Explain the overlapping use cases between data warehousing and distributed computing technologies such as Hadoop

Expert Solution

As customers, analysts, and journalists explore Hadoop and MapReduce, the most frequent questions are: “When should I use Hadoop, and when should I put the data into a data warehouse?” The answers are best explained with an example of a recently deployed big data source: Smart Meters Smart meters are deployed in homes worldwide to help consumers and utility companies manage the use of water, electricity, and gas better. Historically, meter readers would walk from house to house recording meter read outs and reporting them to the utility company for billing purposes. Because of the labor costs, many utilities switched from monthly readings to quarterly. This delayed revenue and made it impossible to analyze residential usage in any detail.

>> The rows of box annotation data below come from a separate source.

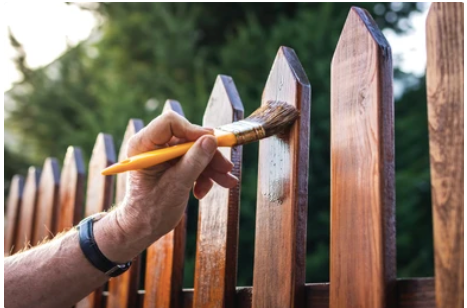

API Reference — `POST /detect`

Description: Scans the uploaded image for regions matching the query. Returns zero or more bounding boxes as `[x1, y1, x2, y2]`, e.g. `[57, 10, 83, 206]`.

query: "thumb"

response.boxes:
[170, 135, 217, 189]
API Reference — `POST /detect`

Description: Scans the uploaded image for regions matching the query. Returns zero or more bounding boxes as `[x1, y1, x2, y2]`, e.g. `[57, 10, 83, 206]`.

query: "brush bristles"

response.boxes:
[245, 101, 300, 137]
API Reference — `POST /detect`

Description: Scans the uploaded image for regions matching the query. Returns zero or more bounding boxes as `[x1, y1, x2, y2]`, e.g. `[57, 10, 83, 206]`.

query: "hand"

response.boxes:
[96, 111, 238, 261]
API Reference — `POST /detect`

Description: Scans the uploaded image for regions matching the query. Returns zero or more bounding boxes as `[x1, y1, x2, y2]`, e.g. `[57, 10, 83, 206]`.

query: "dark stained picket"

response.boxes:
[76, 133, 116, 308]
[55, 146, 86, 232]
[329, 7, 396, 308]
[426, 3, 464, 308]
[143, 100, 187, 308]
[253, 47, 311, 308]
[32, 157, 60, 245]
[4, 174, 24, 255]
[13, 167, 41, 252]
[107, 119, 144, 308]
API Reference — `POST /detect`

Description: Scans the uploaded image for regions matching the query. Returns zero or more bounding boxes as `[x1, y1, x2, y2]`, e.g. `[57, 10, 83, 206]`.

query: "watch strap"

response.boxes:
[78, 216, 131, 277]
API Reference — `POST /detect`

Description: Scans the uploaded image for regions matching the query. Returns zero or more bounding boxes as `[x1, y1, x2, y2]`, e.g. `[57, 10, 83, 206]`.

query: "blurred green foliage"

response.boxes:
[5, 3, 433, 286]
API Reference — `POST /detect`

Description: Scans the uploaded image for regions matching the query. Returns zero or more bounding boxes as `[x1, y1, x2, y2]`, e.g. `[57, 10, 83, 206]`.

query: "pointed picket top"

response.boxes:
[252, 47, 311, 307]
[330, 7, 396, 308]
[55, 146, 86, 232]
[162, 99, 185, 117]
[115, 119, 144, 204]
[203, 75, 243, 128]
[32, 157, 60, 245]
[143, 99, 187, 308]
[14, 167, 41, 252]
[84, 133, 116, 217]
[4, 174, 24, 255]
[76, 133, 116, 308]
[262, 46, 310, 109]
[106, 119, 144, 308]
[193, 75, 243, 307]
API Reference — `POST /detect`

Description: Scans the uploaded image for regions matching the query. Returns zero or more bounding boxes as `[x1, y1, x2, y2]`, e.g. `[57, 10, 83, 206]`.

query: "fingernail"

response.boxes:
[201, 137, 217, 154]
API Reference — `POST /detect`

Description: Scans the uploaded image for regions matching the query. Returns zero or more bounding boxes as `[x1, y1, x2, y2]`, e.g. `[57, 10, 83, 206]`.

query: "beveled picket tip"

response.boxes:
[14, 167, 41, 252]
[84, 133, 116, 217]
[4, 174, 24, 255]
[252, 46, 311, 308]
[143, 99, 187, 308]
[331, 6, 392, 66]
[193, 75, 244, 308]
[162, 99, 185, 117]
[32, 157, 60, 245]
[55, 146, 86, 232]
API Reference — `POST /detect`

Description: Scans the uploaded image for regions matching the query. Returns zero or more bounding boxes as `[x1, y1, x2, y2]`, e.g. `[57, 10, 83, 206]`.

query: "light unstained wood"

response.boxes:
[252, 47, 311, 307]
[330, 7, 396, 308]
[13, 167, 41, 252]
[55, 146, 86, 232]
[143, 100, 187, 308]
[193, 75, 243, 308]
[4, 174, 24, 256]
[76, 133, 116, 308]
[107, 119, 144, 308]
[32, 157, 60, 245]
[426, 3, 464, 308]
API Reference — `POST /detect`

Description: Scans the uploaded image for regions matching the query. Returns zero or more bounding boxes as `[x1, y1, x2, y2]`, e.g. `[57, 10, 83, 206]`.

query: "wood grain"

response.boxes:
[76, 133, 116, 308]
[55, 146, 86, 232]
[107, 119, 144, 308]
[13, 167, 41, 252]
[426, 3, 464, 308]
[4, 174, 24, 256]
[32, 157, 60, 245]
[126, 278, 436, 308]
[144, 100, 187, 308]
[253, 47, 311, 308]
[193, 75, 243, 308]
[330, 7, 396, 308]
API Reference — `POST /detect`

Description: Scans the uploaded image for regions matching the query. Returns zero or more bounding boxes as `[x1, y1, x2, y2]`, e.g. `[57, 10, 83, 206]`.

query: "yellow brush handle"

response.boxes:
[102, 131, 237, 175]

Consider a fictional company called CostCutter Utilities that serves 10 million households. Once a quarter, they gathered 10 million readings to produce utility bills. With government regulation and the price of oil skyrocketing, CostCutter started deploying smart meters so they could get hourly readings of electricity usage. They now collect 21.6 billion sensor readings per quarter from the smart meters. Analysis of the meter data over months and years can be correlated with energy saving campaigns, weather patterns, and local events, providing savings insights both for consumers and CostCutter Utilities. When consumers are offered a billing plan that has cheaper electricity from 8 p.m. to 5 a.m., they demand five minute intervals in their smart meter reports so they can identify high-use activity in their homes. At five minute intervals, the smart meters are collecting more than 100 billion meter readings every 90 days, and CostCutter Utilities now has a big data problem. Their data volume exceeds their ability to process it with existing software and hardware. So CostCutter Utilities turns to Hadoop to handle the incoming meter readings.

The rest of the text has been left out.